Evénement La mairie de Lyon prépare déjà… la fête des Lumières 2020

À Lyon, rue Victor-Hugo, le 8 décembre 2019.  Photo Progrès /Stéphane GUIOCHON
À Lyon, rue Victor-Hugo, le 8 décembre 2019. Photo Progrès /Stéphane GUIOCHON

Un appel à concurrence a été lancé le 25 mai pour trouver les artistes-concepteurs chargés d’illuminer six sites emblématiques lyonnais du 5 au 8 décembre 2020, alors qu’on ne sait pas encore si le festival sera maintenu.

On pensait la France corsetée par les annonces liées à la crise sanitaire et à la crainte d’une deuxième vague meurtrière en fin d’année. Mais du côté de la mairie de Lyon, l’optimisme est de rigueur.

On y prépare, en effet, activement l’édition 2020 de la fête des Lumières, prévue du samedi 5 au mardi 8 décembre.
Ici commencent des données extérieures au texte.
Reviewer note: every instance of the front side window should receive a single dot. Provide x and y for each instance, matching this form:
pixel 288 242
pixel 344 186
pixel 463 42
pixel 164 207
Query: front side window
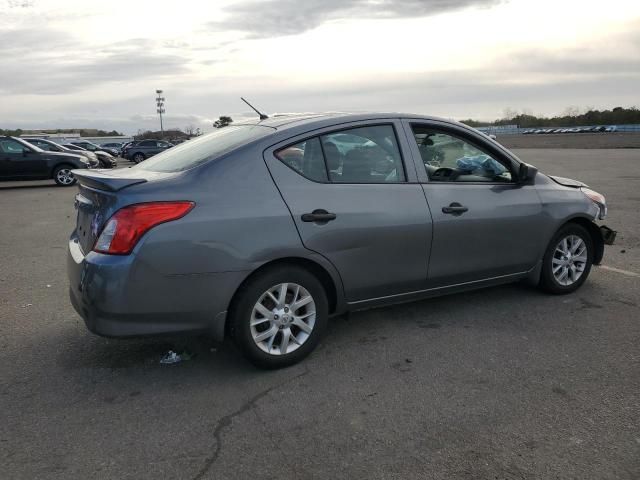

Le festival, paré du nom « Lyon by Light ! », compte manifestement attirer toujours plus de touristes étrangers. Combien de volontaires pour déambuler, collés serrés dans les rues lyonnaises pour la fête des Lumières ?

« Un parallèle entre la peste au XVIIe siècle et le Covid-19 »

Le 25 mai 2020, la Ville mettait en ligne un appel à concurrence pour la programmation artistique de six lieux emblématiques, sur sa plateforme numérique consacrée aux marchés publics. Il y a la colline de Fourvière, pour laquelle la « piste créative proposée » n’hésite pas à « aborder la notion de fin de pandémie […] en faisant le parallèle entre la peste au XVIIe siècle et le Covid-19 ». Un budget « estimatif » de 240 000 € TTC y sera consacré. Sur la cathédrale Saint-Jean, « la proposition créative (100 000 € TTC) pourra aborder les notions thématiques de lumière en tant qu’espoir, ouverture ou optimisme ».

Thème « potentiellement relié au confinement »

Pour la place des Terreaux, le « propos » (sic) « pourra traiter des thématiques du monde de demain et du nouveau vivre ensemble […] » (200 000 € TTC) envisage la Ville. Sur la place des Célestins, petit clin d’œil là-encore, au Covid-19, puisqu’un « thème potentiellement relié au confinement comme les solidarités, le rapport au temps ou à l’espace […] » (70 000 € TTC), est suggéré. Même posture pour la place des Jacobins (90 000 € TTC), toute proche. De quoi tirer une larme aux spectateurs. Avec ou sans masque ?

Au parc de la Tête d’Or, en revanche, c’est une « proposition contemplative (sur les pelouses) permettant une déambulation apaisée », qui devra être soumise (75 000 €). À admirer, si on n’est pas, à nouveau confinés bien sûr.

Tant pis pour les écolos

La continuité du service public permet la poursuite de la vie municipale, malgré la tenue d’un scrutin électoral. On peut toutefois s’interroger sur l’opportunité et l’urgence à lancer un appel à concurrence, avec une réponse, au plus tard, le 17 juin, tandis que l’examen des offres est prévu le 18 juin, soit… dix jours avant le deuxième tour de l’élection municipale. La mairie n’a pas accéléré le processus par rapport à l’an dernier ; elle l’a même repoussé pour cause de confinement. Quant au projet lui-même, il est revu à la baisse avec « 50 » installations contre 65 lors de la précédente édition. Les places Bellecour et Sathonay passent, en particulier, à la trappe.

En ces temps électoraux, la décision de lancer le processus de la fête des Lumières prend une coloration politique. Les écologistes, arrivés en tête au premier tour, avaient annoncé durant la campagne, vouloir « repenser » la fête des Lumières en la déconcentrant davantage dans les arrondissements, et en la rendant davantage « écologique ».

Contactés, Yann Cucherat, l’adjoint en charge des grands événements et candidat LaREM à la ville de Lyon, et le cabinet du maire de Lyon, n’ont pas répondu à nos sollicitations.